In the meantime, I let myself get distracted one morning while Patrick was playing and didn’t notice he’d gotten his tubes caught around a kitchen chair. He wanted a toy and pulled, HARD. He broke the Y in his tubing, his safety pin, and…. his repaired line.

So, we spent the rest of that Monday at the hospital. They tried to repair the line, but it didn’t go smoothly. First, as we’d been warned, they couldn’t repair just one lumen. We had to shut off the TPN so they could cut both lumens. Then, once the repair was made, the line didn’t flush well.. the repair segment seemed off. And so, instead of going home as we usually would have done, we waited for the glue to dry.

Patrick now asks to wear a hairnet and masks like everyone else.
Patrick now asks to wear a hairnet and masks like everyone else.

Patrick now asks to wear a hairnet and masks like everyone else.

Patrick didn’t seem to mind this much. Tube free in the hospital and free to play? We shared a hot dog in the cafeteria. Then went up to the playroom to play. We stopped in the gift shop for a box of sticker books. Then he practiced climbing up and down the stairs for a while. And finally, we came back to the room for a nap.

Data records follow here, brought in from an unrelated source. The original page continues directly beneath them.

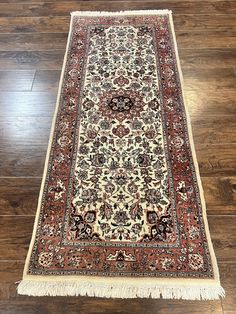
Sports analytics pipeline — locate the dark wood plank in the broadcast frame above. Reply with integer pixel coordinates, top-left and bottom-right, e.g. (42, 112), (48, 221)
(0, 114), (52, 144)
(0, 178), (41, 215)
(195, 143), (236, 177)
(0, 14), (70, 33)
(0, 70), (35, 91)
(0, 143), (47, 177)
(0, 216), (34, 260)
(0, 89), (57, 120)
(184, 89), (236, 116)
(219, 263), (236, 314)
(0, 296), (223, 314)
(183, 68), (236, 93)
(0, 0), (236, 17)
(179, 47), (236, 70)
(0, 49), (65, 70)
(191, 115), (236, 144)
(0, 32), (68, 51)
(32, 70), (61, 91)
(208, 216), (236, 262)
(0, 14), (236, 34)
(202, 177), (236, 214)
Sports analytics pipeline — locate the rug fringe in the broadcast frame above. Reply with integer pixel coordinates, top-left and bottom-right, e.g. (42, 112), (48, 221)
(71, 9), (172, 16)
(17, 280), (225, 300)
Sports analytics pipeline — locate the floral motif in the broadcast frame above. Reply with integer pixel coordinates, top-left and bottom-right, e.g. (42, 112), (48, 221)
(28, 14), (213, 278)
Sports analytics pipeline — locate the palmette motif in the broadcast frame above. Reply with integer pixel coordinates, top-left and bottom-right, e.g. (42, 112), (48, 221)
(28, 15), (214, 278)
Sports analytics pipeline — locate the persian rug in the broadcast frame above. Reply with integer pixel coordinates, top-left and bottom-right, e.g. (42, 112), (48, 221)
(18, 10), (224, 300)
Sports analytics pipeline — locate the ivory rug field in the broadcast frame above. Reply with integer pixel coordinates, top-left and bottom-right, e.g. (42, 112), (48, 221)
(18, 10), (224, 300)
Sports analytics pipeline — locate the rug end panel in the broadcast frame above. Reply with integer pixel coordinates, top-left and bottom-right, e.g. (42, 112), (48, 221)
(17, 280), (225, 300)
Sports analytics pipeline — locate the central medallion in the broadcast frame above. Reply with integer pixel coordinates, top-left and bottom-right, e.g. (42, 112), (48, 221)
(99, 88), (145, 123)
(108, 95), (134, 112)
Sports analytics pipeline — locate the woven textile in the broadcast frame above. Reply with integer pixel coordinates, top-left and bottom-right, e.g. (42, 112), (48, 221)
(18, 10), (224, 299)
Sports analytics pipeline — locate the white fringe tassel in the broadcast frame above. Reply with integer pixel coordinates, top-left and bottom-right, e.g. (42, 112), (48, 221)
(17, 280), (225, 300)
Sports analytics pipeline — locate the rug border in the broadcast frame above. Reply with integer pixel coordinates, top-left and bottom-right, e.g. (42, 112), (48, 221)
(18, 10), (224, 300)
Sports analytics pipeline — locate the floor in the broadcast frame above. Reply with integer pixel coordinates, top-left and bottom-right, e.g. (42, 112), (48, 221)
(0, 0), (236, 314)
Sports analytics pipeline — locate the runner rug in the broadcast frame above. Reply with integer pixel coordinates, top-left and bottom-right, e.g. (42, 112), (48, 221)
(18, 10), (224, 299)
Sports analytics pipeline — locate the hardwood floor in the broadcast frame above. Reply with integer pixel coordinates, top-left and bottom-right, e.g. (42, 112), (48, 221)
(0, 0), (236, 314)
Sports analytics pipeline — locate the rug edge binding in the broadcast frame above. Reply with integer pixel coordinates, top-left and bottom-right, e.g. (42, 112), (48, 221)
(17, 280), (225, 300)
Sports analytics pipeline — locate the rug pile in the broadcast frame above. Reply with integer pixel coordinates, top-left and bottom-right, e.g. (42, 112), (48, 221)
(18, 10), (224, 300)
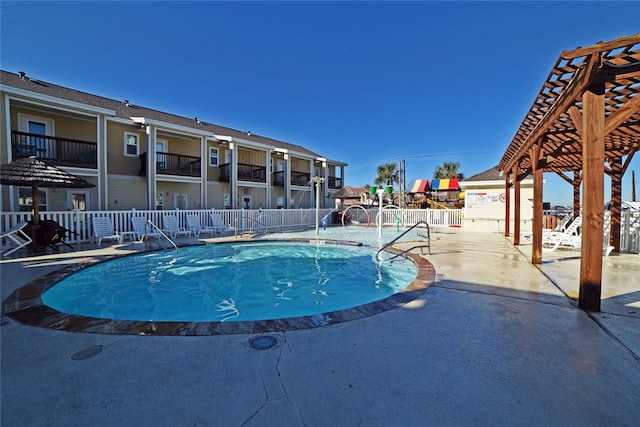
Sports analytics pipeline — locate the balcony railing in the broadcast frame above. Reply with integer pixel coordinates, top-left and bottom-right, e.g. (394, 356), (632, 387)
(291, 171), (311, 186)
(11, 131), (98, 168)
(271, 171), (311, 187)
(139, 151), (201, 177)
(218, 163), (267, 182)
(328, 176), (342, 188)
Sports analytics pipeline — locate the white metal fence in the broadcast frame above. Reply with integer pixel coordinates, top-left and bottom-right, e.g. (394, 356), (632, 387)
(0, 207), (640, 253)
(0, 208), (461, 244)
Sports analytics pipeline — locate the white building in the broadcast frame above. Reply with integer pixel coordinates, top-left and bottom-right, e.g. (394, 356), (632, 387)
(459, 166), (533, 233)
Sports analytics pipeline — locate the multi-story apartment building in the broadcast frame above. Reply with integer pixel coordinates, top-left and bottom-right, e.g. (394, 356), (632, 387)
(0, 71), (347, 216)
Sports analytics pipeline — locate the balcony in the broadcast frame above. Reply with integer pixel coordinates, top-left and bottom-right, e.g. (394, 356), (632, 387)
(218, 163), (267, 182)
(11, 131), (98, 169)
(139, 151), (201, 177)
(271, 171), (311, 187)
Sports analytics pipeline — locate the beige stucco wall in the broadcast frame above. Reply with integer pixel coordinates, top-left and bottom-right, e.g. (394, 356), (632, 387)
(460, 182), (533, 233)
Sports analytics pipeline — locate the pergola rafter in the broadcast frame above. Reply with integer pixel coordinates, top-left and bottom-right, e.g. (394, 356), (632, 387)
(499, 34), (640, 310)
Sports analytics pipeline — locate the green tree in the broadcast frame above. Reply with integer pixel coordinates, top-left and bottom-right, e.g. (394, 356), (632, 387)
(373, 163), (401, 185)
(433, 162), (464, 179)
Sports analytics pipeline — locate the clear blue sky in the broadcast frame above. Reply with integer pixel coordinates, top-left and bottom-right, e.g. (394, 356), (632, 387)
(0, 0), (640, 204)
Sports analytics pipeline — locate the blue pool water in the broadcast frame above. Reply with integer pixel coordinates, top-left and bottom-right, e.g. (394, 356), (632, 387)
(42, 242), (417, 322)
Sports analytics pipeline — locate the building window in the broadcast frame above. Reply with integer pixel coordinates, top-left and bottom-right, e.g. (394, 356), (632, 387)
(124, 132), (140, 157)
(18, 187), (47, 212)
(209, 147), (218, 166)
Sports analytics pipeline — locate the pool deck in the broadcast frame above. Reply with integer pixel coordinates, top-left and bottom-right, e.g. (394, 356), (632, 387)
(0, 229), (640, 426)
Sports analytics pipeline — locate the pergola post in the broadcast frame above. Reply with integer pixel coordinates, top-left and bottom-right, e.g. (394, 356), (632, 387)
(578, 83), (605, 311)
(513, 176), (521, 245)
(529, 140), (544, 264)
(572, 171), (582, 218)
(504, 175), (515, 244)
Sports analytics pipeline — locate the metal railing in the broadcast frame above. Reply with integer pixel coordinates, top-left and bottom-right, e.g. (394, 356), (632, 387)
(376, 221), (431, 261)
(142, 220), (178, 250)
(11, 131), (98, 168)
(0, 207), (640, 253)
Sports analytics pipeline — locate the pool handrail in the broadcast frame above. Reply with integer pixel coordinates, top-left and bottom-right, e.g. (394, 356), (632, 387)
(234, 216), (269, 237)
(144, 220), (178, 250)
(376, 221), (431, 261)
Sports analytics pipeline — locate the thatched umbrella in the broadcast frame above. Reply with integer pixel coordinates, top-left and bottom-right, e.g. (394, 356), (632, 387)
(0, 156), (95, 225)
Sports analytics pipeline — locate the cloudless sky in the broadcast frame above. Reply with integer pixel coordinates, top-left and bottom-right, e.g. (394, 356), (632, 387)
(0, 0), (640, 205)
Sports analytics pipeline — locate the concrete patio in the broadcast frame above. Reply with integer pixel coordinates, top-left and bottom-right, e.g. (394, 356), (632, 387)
(0, 229), (640, 426)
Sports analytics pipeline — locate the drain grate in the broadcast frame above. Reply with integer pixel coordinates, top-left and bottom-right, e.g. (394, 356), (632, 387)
(249, 335), (278, 350)
(71, 345), (102, 360)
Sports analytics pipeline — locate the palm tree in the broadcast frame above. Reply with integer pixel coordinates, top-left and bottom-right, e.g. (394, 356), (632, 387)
(433, 162), (464, 179)
(373, 163), (401, 185)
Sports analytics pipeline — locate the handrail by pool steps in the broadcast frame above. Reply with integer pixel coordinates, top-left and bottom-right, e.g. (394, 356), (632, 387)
(376, 221), (431, 261)
(144, 220), (178, 250)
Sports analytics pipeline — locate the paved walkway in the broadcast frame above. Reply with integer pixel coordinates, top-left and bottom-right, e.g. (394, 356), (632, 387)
(0, 230), (640, 426)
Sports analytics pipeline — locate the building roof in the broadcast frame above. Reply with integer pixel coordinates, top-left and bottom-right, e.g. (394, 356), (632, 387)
(0, 70), (346, 165)
(462, 166), (504, 182)
(329, 185), (369, 199)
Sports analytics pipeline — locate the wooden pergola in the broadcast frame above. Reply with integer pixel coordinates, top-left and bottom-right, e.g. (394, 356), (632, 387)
(499, 34), (640, 311)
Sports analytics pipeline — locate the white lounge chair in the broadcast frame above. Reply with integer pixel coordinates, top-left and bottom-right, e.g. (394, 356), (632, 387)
(91, 216), (123, 246)
(187, 215), (216, 237)
(131, 216), (162, 242)
(542, 215), (582, 252)
(0, 221), (31, 256)
(542, 213), (613, 256)
(162, 215), (191, 239)
(209, 213), (232, 237)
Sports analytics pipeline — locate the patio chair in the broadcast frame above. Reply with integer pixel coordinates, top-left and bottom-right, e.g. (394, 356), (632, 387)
(209, 213), (232, 233)
(187, 214), (216, 237)
(131, 216), (162, 242)
(92, 216), (123, 246)
(36, 219), (78, 251)
(162, 215), (191, 239)
(542, 215), (582, 252)
(0, 221), (31, 256)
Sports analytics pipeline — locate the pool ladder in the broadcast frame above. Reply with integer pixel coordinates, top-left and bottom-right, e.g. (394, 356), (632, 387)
(235, 216), (269, 237)
(376, 221), (431, 261)
(143, 220), (178, 250)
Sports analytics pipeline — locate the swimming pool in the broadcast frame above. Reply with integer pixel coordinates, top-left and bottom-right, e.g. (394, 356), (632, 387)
(42, 240), (417, 322)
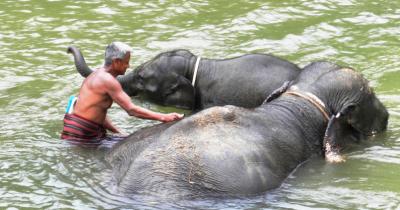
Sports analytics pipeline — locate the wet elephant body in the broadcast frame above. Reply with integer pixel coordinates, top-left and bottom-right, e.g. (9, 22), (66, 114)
(68, 47), (300, 110)
(106, 62), (388, 198)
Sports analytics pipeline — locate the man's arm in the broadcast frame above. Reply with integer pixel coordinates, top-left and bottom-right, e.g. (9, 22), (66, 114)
(106, 77), (184, 122)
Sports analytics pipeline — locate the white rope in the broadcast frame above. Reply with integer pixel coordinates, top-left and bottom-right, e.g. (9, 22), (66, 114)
(192, 56), (201, 87)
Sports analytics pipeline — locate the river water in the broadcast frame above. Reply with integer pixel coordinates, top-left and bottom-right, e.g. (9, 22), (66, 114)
(0, 0), (400, 209)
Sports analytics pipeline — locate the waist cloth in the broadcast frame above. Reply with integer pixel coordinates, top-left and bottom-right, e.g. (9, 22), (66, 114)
(61, 113), (106, 143)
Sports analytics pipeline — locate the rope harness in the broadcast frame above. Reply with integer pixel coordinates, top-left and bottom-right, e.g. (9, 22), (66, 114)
(283, 86), (329, 121)
(192, 56), (201, 87)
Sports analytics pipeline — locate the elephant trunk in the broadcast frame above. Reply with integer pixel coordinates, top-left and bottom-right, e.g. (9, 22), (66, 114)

But the line still didn’t work once the glue dried. So we waited through thre 30 minute rounds of TPA (declotting agent) with a nurse who was obviously not comfortable with central lines. (My favorite quote was, when she asked me if cleaning the line with alcohol wipes was ok while just brushing over the line with one. I said yes, but we scrub for 15 seconds. Hospital protocol. And she said, “Oh, you count?” At least she did it again the right way.)

Anyway – around 7, IV team came back and was brave enough to actually work the line until it flowed. And at 7:45 I threw a fit about it taking too long to discharge us. We got home to TPN by 8:30 (thanks to a motivated daddy).

The line still doesn’t work quite right. It doesn’t draw well. In fact, one side doesn’t draw at all, unless Patrick’s got one hand above his head. The home nurse said it’s “positional”, or in other words, that maybe he’s outgrowing it, pulling it farther back into the vein so it sticks to the vein wall when we draw, unless he changes it’s position by lifting his arm.

I’m still torn as to whether or not to keep trying to work with it or talk to the surgeon about replacing it while we still have the option of wiring over it.

So we ended the month much healthier and with working cars. We don’t have occupational therapy yet, but know a direction to go in at least. We have a line that we can give TPN though, even if only one side draws. Patrick’s belly is still not quite right, but I’ve switched draining methods at night again and belly aches aren’t waking him any more. His output isn’t perfect, but it’s trending downward. Things are returning to normal again.

It snowed in the valley Saturday night. The snow cleared all of the smog out of the air leaving this fresh and beautiful and new looking. To me, Murphy was also washed away with that storm. February is over and we are starting fresh with new direction and new opportunities this month. Already to me, after the lions of February, March feels like a lamb.